You do not need a loop, here is a much simpler solution in just one line:
>> [~,M] = sort(rand(20,24),1)
M =
16 20 17 10 15 10 13 6 16 13 11 18 12 16 4 17 20 4 1 7 8 12 16 14
10 10 19 14 12 7 1 11 12 16 2 5 8 15 15 14 17 3 19 6 19 2 13 17
20 12 10 8 14 19 14 12 20 9 19 9 1 10 9 9 6 17 10 12 17 20 7 11
17 8 9 5 3 12 18 19 2 17 8 2 11 8 12 2 16 16 15 11 1 18 8 12
4 5 16 7 2 6 2 10 17 14 17 19 10 3 18 16 11 13 7 2 16 6 20 9
3 11 3 20 4 13 12 5 8 11 14 6 3 13 16 3 4 7 12 14 7 5 11 20
15 9 13 2 8 17 16 17 19 7 7 7 9 19 2 4 15 2 13 1 10 9 2 18
11 17 20 9 11 18 6 20 4 8 5 12 18 1 5 8 5 6 14 8 18 15 9 16
5 6 7 4 20 14 5 15 9 3 4 17 15 2 7 18 2 19 8 18 9 14 4 2
6 19 11 15 13 9 7 16 15 12 1 14 6 9 13 11 8 9 3 4 11 8 6 13
12 16 2 17 18 16 15 4 7 4 10 3 17 14 14 7 7 18 6 17 4 16 12 6
14 3 1 13 6 5 4 7 11 15 20 13 19 17 19 1 18 11 11 13 14 7 14 8
19 15 14 11 10 20 3 1 6 10 15 20 14 7 11 12 12 14 17 9 2 11 5 15
1 14 6 3 5 8 19 13 10 18 6 8 16 6 8 20 9 1 16 16 3 17 17 4
8 2 12 19 7 1 8 8 1 1 16 15 7 4 20 5 19 8 5 10 5 3 10 10
18 7 15 12 16 2 20 9 14 20 3 10 2 12 1 15 1 15 18 19 15 10 1 1
2 18 5 6 19 15 9 18 13 19 9 4 20 20 10 13 3 20 20 15 12 19 19 5
9 4 4 18 9 4 17 2 18 2 13 16 4 11 17 19 13 10 9 5 13 13 18 7
13 1 18 1 17 11 10 3 3 5 18 1 5 5 3 6 14 12 2 20 20 1 3 19
7 13 8 16 1 3 11 14 5 6 12 11 13 18 6 10 10 5 4 3 6 4 15 3

  5 Comments

@Stephen: Simpler, but flawed. Modern randperm implementations use the efficient and not flawed Fisher-Yates-Shuffle (also called Knuth-Shuffle), while sorting random numbers has the (tiny) problem, that Matlab's sorting is stable, so if rand replies 2 equal numbers, their order is kept. rand can reply 2^53 different numbers, and the probability to get 2 equal elements is:
m = 2^53;
n = 20;
P = 1 - (m * (m-1) * . . . * (m-n+1)) / m^n
% See: birthday paradoxon
It is tiny, but not vanishing.
"...so if rand replies 2 equal numbers.."
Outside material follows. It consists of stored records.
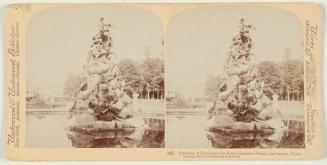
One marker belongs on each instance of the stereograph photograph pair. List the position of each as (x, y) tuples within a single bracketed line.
[(163, 81)]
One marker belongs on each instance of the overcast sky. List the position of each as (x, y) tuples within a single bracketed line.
[(58, 39), (199, 39)]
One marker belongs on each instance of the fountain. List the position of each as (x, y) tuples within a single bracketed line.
[(241, 105), (101, 103)]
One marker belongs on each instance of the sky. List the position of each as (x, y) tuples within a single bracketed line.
[(199, 39), (58, 39)]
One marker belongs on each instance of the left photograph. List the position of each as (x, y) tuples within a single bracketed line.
[(95, 78)]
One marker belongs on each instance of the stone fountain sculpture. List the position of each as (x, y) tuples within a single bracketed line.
[(241, 104), (102, 95)]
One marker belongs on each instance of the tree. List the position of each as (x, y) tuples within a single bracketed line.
[(72, 84), (153, 75), (131, 74), (212, 86), (269, 71)]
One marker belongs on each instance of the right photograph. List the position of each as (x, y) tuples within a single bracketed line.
[(234, 79)]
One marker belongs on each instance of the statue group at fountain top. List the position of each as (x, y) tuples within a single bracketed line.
[(241, 103), (103, 91)]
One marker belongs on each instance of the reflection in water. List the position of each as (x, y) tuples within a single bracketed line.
[(118, 139), (187, 131), (50, 130)]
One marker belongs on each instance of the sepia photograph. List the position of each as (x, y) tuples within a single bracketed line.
[(95, 78), (235, 79)]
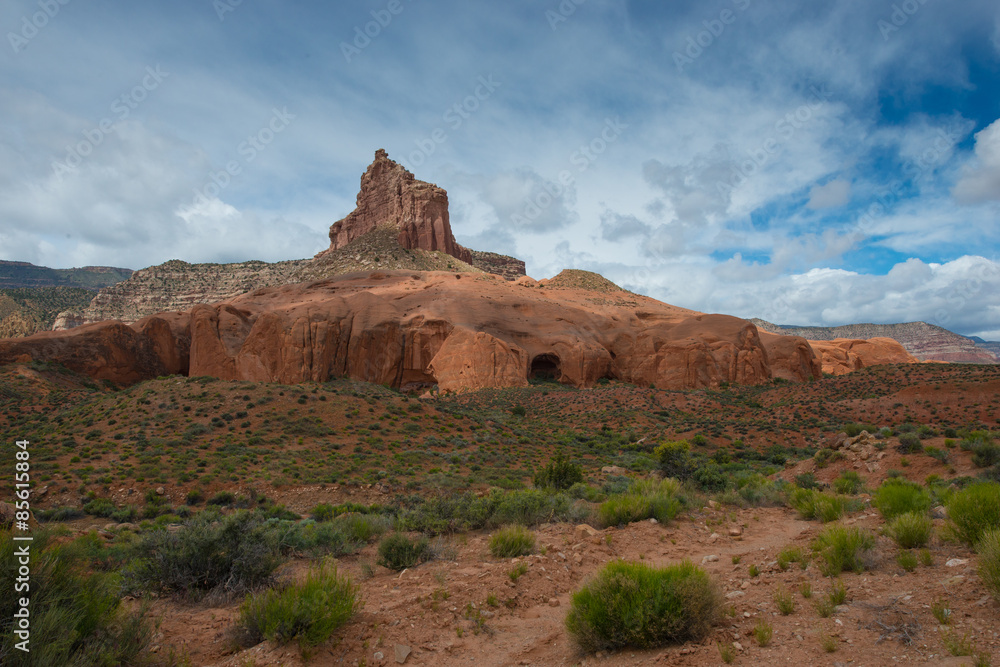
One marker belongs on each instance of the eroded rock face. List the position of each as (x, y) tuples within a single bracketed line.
[(841, 356), (390, 195), (413, 329)]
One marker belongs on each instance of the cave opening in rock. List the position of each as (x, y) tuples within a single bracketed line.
[(545, 367)]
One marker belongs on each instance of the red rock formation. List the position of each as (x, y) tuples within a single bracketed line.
[(407, 329), (390, 195), (844, 355)]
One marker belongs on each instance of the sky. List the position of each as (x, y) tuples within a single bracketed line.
[(809, 163)]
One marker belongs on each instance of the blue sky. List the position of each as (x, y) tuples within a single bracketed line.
[(822, 164)]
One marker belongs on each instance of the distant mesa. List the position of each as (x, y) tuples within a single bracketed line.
[(926, 342), (416, 330), (396, 300)]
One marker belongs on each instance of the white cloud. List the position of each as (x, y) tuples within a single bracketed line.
[(980, 182), (833, 194)]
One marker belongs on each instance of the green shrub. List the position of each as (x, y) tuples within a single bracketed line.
[(512, 541), (848, 483), (975, 510), (909, 443), (222, 498), (310, 611), (398, 552), (645, 499), (989, 560), (910, 530), (812, 504), (235, 553), (76, 617), (322, 512), (843, 548), (806, 480), (907, 560), (100, 507), (674, 459), (560, 473), (633, 604), (986, 455), (898, 496)]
I would be interested to know what is the actual probabilty of that occuring, to know exactly how "tiny" it is. Would a numeric calculation be robust enough?
According to the randperm documentation "randperm uses the same random number generator as rand, randi, and randn": if they use the same random number generator, why are there more different numbers available for randperm ? Given that they use the same random number generator, the only way randperm could be more random than sort(rand(..)) is if it detected identical values and called that random number generator again for them, repeating until no duplicate values exist. Is this documented somewhere?
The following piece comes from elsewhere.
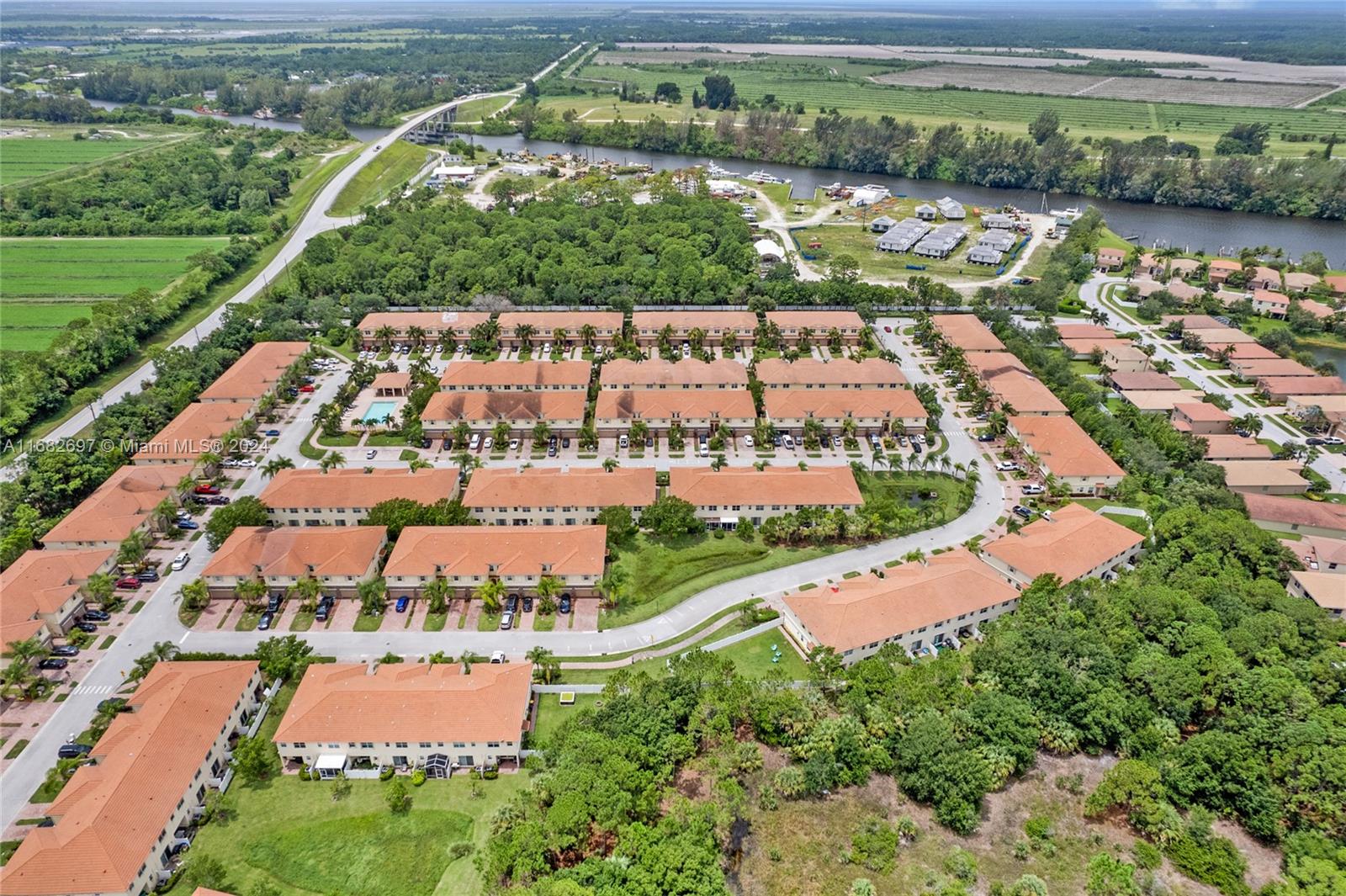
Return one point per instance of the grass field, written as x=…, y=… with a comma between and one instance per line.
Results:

@Stephen: I've posted the function to determine the probability in my comment already.
randperm was a simple sort(rand()) call in older Matlab versions. To obtain much more speed and to avoid the mentioned problem, I've implemented the Fisher-Yates shuffle: FEX: Shuffle as C-Mex function. One of the implementations in Matlab:
for i = 2:numel(X) % Shuffle in forward direction:
w = ceil(rand * i); % 1 <= w <= i
t = X(w);
X(w) = X(i);
X(i) = t;
end
See https://en.wikipedia.org/wiki/Fisher%E2%80%93Yates_shuffle. Although this algorithm uses the same pseudo random number generators as randperm, it does not suffer from the problem of equal numbers and the stable sorting.
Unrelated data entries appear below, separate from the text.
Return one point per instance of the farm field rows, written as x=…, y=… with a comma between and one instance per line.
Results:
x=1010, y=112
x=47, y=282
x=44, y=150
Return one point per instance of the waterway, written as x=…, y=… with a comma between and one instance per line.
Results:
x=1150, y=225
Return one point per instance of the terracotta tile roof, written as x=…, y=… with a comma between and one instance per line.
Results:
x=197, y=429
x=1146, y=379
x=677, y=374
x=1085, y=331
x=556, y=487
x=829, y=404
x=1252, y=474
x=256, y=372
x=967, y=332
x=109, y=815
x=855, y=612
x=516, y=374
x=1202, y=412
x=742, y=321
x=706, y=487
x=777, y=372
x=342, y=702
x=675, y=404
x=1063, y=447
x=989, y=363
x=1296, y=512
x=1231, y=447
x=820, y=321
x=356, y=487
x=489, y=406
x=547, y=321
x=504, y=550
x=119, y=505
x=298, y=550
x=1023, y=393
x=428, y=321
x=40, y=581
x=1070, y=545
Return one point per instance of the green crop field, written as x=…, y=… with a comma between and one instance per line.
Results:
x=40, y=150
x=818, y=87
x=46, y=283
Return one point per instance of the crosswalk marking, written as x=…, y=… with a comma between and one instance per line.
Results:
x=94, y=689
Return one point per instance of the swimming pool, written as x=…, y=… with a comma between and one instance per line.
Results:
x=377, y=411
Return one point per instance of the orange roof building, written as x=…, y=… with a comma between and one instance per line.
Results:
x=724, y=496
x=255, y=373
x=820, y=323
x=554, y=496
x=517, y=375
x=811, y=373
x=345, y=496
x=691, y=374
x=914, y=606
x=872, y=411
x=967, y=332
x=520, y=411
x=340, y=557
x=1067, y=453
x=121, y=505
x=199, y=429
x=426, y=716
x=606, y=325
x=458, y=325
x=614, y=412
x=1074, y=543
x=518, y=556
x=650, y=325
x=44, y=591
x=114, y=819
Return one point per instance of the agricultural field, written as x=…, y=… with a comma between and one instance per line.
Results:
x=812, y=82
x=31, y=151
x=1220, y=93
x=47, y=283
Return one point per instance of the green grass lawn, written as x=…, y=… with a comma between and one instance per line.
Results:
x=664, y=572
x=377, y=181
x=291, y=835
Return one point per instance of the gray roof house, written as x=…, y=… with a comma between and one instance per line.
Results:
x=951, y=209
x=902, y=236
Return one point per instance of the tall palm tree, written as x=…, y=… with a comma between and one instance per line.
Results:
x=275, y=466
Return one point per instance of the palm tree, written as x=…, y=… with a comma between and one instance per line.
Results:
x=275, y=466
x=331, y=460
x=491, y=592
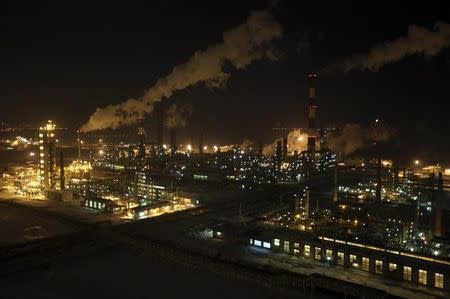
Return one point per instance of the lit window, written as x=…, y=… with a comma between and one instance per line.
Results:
x=365, y=263
x=341, y=258
x=392, y=267
x=318, y=253
x=407, y=273
x=307, y=251
x=439, y=280
x=286, y=246
x=379, y=267
x=423, y=277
Note that this is biased also: ceil(rand * i) is not perfectly equally distributed: rand replies values equally distributed in (0,1) with 53 bit resolution. If this range is multiplied by 2, 3, 4, 5, ... you get different numbers of elements for the different integers. Better (if MathWorks has implemented randi carfully!):
w = randi([1, i]);
See the "modulo bias" on the Wikipedia page.
By the way, randi is massivly slower than rand. Actually the RNGs provide random 32 bit numbers. Picking the required bits and avoiding the modulo problem should not be more work that obtaining 2 random uint32 values and apply a multiplication to get a double.
Notes: The algorithms of rand, randi and randperm are not documented in public. I've sent an enhancement request to let randperm(n) run with the same speed as randperm(n,n).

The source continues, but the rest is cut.